Under normal circumstances, an error results if EXPRN is not a polynomial in VAR, although the coefficients themselves can be rational as long as they do not depend on VAR. However, if the switch RATARG is on, denominators are not checked for dependence on VAR, and are taken to be part of the coefficients.

Example:

        coeff((y^2+z)^3/z,y);

returns the result

          2  
        {Z ,0,3*Z,0,3,0,1/Z}.

whereas

        coeff((y^2+z)^3/y,y);

gives an error if RATARG is off, and the result

          3        2  
        {Z /Y,0,3*Z /Y,0,3*Z/Y,0,1/Y}

if RATARG is on.

The length of the result of COEFF is the highest power of VAR encountered plus 1. In the above examples it is 7. In addition, the variable HIGH_POW is set to the highest non-zero power found in EXPRN during the evaluation, and LOW_POW to the lowest non-zero power, or zero if there is a constant term. If EXPRN is a constant, then HIGH_POW and LOW_POW are both set to zero.

8.5.2 COEFFN Operator

The COEFFN operator is designed to give the user a particular coefficient of a variable in a polynomial, as opposed to COEFF that returns all coefficients. COEFFN is used with the syntax

        COEFFN(EXPRN:polynomial,VAR:kernel,N:integer)

It returns the nth coefficient of VAR in the polynomial EXPRN.

8.5.3 PART Operator

Syntax:

        PART(EXPRN:algebraic[,INTEXP:integer])

This operator works on the form of the expression as printed or as it would have been printed at that point in the calculation bearing in mind all the relevant switch settings at that point. The reader therefore needs some familiarity with the way that expressions are represented in prefix form in REDUCE to use these operators effectively. Furthermore, it is assumed that PRI is ON at that point in the calculation. The reason for this is that with PRI off, an expression is printed by walking the tree representing the expression internally. To save space, it is never actually transformed into the equivalent prefix expression as occurs when PRI is on. However, the operations on polynomials described elsewhere can be equally well used in this case to obtain the relevant parts.

The evaluation proceeds recursively down the integer expression list. In other words,

PART(expression,integer1,integer2)
PART(PART(expression,integer1),integer2)

and so on, and

PART(expression)expression.

INTEXP can be any expression that evaluates to an integer. If the integer is positive, then that term of the expression is found. If the integer is 0, the operator is returned. Finally, if the integer is negative, the counting is from the tail of the expression rather than the head.

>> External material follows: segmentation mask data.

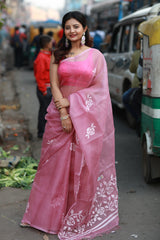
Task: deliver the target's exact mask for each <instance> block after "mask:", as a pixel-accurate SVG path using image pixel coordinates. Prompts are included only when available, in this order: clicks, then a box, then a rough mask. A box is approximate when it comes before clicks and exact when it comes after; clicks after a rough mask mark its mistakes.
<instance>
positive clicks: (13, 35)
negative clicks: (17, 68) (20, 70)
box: [11, 26, 23, 68]
mask: <svg viewBox="0 0 160 240" xmlns="http://www.w3.org/2000/svg"><path fill="white" fill-rule="evenodd" d="M22 41H23V36H21V33H20V31H19V27H18V26H17V27H15V32H14V34H13V36H12V37H11V46H12V47H13V48H14V66H15V67H17V68H20V67H22V63H23V45H22Z"/></svg>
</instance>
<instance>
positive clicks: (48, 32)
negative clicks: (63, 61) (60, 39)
mask: <svg viewBox="0 0 160 240" xmlns="http://www.w3.org/2000/svg"><path fill="white" fill-rule="evenodd" d="M47 35H49V36H50V37H51V38H52V49H55V47H56V41H55V40H54V32H52V31H49V32H47Z"/></svg>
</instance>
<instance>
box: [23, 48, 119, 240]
mask: <svg viewBox="0 0 160 240" xmlns="http://www.w3.org/2000/svg"><path fill="white" fill-rule="evenodd" d="M107 76H108V75H107V67H106V62H105V59H104V57H103V55H102V54H101V53H100V52H99V51H98V50H96V49H91V48H89V49H87V50H85V51H84V52H82V53H80V54H79V55H77V56H75V57H71V58H67V59H64V60H62V61H61V62H60V64H59V67H58V77H59V82H60V88H61V91H62V94H63V96H64V97H67V98H68V99H69V102H70V107H69V109H68V111H69V114H70V117H71V120H72V123H73V130H72V132H71V133H69V134H68V133H65V132H64V131H63V129H62V126H61V121H60V114H59V112H58V111H57V109H56V107H55V105H54V102H53V100H52V101H51V103H50V105H49V107H48V110H47V111H48V113H47V115H46V120H47V124H46V128H45V133H44V137H43V142H42V151H41V159H40V163H39V166H38V170H37V174H36V176H35V180H34V183H33V186H32V190H31V194H30V197H29V201H28V204H27V208H26V211H25V214H24V217H23V220H22V222H23V223H28V224H30V226H32V227H34V228H37V229H40V230H42V231H45V232H48V233H51V234H58V237H59V239H61V240H63V239H67V240H72V239H75V240H79V239H92V238H94V237H95V236H97V235H101V234H102V233H107V232H110V231H111V230H113V229H114V228H115V227H116V226H118V222H119V218H118V191H117V181H116V171H115V146H114V124H113V115H112V107H111V101H110V95H109V90H108V77H107Z"/></svg>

For example, if the expression a+b is printed as A+B (i.e., the ordering of the variables is alphabetical), then

        part(a+b,2)  ->   B  
        part(a+b,-1) ->   B  
and  
        part(a+b,0)  ->  PLUS

An operator ARGLENGTH is available to determine the number of arguments of the top level operator in an expression. If the expression does not contain a top level operator, then -1 is returned. For example,

        arglength(a+b+c) ->  3  
        arglength(f())   ->  0  
        arglength(a)     ->  -1

8.5.4 Substituting for Parts of Expressions

PART may also be used to substitute for a given part of an expression. In this case, the PART construct appears on the left-hand side of an assignment statement, and the expression to replace the given part on the right-hand side.

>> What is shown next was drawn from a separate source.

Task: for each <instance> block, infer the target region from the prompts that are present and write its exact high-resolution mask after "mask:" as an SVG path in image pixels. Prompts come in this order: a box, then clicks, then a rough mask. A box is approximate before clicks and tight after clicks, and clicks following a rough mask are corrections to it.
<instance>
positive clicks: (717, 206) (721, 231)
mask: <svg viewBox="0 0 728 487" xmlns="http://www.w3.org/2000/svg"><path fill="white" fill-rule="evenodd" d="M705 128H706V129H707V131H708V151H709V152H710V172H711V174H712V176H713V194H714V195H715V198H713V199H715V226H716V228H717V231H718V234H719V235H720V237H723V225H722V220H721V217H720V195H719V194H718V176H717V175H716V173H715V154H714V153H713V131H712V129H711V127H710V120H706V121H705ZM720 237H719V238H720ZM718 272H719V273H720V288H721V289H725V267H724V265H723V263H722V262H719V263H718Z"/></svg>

For example, with the normal settings of the REDUCE switches:

        xx := a+b;  
        part(xx,2) := c;   ->  A+C  
        part(c+d,0) := -;   -> C-D

Note that xx in the above is not changed by this substitution. In addition, unlike expressions such as array and matrix elements that have an instant evaluation property, the values of part(xx,2) and part(c+d,0) are also not changed.